The most important is the interest of American oil firms in their neighbor, which was recently on display during the auction round — they have a lot go gain by making inroads south of the Rio Grande. Mexico will be craving both upstream and downstream investments, and American firms are near-uniquely positioned to provide services, equipment and expertise. The fact that the US Secretary of State, Rex Tillerson, was ExxonMobil CEO until five weeks ago undoubtedly helps.

The two markets have also never been so intertwined. The United States imported over 670,000 bpd of crude and fuels from Mexico last August alone, according to the US Energy Information Administration. As Venezuela, another exporter Washington has traditionally purchased from, becomes more unstable, the US may need to rely even more on Mexico — border wall or no.
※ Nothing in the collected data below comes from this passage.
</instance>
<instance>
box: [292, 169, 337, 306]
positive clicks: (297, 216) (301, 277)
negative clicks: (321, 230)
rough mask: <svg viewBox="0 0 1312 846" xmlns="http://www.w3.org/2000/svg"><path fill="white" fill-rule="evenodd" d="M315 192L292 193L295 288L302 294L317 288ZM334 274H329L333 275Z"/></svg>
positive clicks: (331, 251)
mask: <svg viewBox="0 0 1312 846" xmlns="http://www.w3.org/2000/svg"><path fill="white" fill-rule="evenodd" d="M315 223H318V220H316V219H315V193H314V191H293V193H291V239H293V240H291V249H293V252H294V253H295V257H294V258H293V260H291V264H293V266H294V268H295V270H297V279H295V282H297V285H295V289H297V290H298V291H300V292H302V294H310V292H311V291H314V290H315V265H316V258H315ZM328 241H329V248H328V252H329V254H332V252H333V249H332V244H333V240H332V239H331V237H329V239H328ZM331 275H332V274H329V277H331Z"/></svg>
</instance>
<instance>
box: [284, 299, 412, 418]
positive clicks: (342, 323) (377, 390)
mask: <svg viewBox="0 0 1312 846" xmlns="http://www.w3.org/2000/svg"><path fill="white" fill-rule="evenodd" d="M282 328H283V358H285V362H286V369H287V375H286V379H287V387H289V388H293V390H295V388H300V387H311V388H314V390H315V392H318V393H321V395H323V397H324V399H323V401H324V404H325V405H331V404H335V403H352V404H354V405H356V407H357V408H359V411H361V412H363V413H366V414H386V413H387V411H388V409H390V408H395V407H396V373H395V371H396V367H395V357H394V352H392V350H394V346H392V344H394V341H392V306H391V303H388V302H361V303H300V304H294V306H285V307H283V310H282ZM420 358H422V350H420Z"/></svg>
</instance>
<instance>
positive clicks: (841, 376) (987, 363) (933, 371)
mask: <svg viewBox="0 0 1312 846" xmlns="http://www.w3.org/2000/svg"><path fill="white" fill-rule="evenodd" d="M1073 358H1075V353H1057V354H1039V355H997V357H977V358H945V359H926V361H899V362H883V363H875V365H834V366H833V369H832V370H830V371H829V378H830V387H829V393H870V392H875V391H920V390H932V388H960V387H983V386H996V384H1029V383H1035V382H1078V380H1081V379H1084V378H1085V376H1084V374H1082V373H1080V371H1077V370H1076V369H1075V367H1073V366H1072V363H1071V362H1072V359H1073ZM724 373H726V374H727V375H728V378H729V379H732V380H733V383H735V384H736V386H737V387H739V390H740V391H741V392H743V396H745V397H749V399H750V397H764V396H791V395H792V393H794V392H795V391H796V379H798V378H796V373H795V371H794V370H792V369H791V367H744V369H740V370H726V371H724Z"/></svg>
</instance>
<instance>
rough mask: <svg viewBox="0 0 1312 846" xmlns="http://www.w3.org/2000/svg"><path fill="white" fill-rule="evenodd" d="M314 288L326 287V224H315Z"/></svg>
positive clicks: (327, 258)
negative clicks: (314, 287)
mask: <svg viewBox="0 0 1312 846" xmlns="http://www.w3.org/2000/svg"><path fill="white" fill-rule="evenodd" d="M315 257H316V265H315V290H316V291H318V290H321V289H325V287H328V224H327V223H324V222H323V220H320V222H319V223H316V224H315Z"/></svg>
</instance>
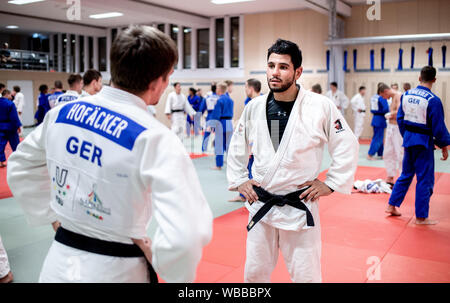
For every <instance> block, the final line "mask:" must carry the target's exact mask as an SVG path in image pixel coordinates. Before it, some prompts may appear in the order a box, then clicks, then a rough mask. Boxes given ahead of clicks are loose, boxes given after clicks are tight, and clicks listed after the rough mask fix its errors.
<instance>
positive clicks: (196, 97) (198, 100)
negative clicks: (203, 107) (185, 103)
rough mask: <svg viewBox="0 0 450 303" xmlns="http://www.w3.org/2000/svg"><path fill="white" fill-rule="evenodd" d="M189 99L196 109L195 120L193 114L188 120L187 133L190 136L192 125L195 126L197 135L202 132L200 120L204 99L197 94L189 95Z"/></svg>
mask: <svg viewBox="0 0 450 303" xmlns="http://www.w3.org/2000/svg"><path fill="white" fill-rule="evenodd" d="M188 101H189V103H190V104H191V106H192V108H193V109H194V110H195V111H196V113H195V116H194V120H192V119H191V116H189V115H188V116H187V120H186V133H187V135H188V137H189V136H190V135H191V125H192V126H193V127H194V134H195V135H196V136H197V135H198V134H199V132H200V120H201V118H202V113H201V111H200V106H201V104H202V99H201V98H200V97H199V96H197V95H195V96H189V97H188Z"/></svg>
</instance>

Despite these factors, some volatility in the energy sector may remain until cross-border policies have been consolidated, especially since deals between the US and Mexico involve multi-billion dollar decisions.

Pemex’s efforts at restructuring have started to pay off as markets have regained confidence in the company’s solvency — its risk decreased by 50% — and rating agencies have decided not to downgrade the firm. This year, the company plans on running its first primary surplus since 2014. For that to happen, 2017 will have to see more personnel dismissals and asset-selling. Pemex has already prepared for this by hedging its oil sales, and has been using repurchases to extend its bond maturities.

Pemex and its government backers still have a lot of work to do, from updating its ageing refineries that force the country to import more than half of its gasoline, to mitigating its soaring debt (currently at$100 billion excluding pension liabilities), to liberalizing a taxation regime that compromises investment and encourages political cronyism. Nonetheless, 2017 can very likely be a turning point for Pemex, and Mexico’s oil business as a whole.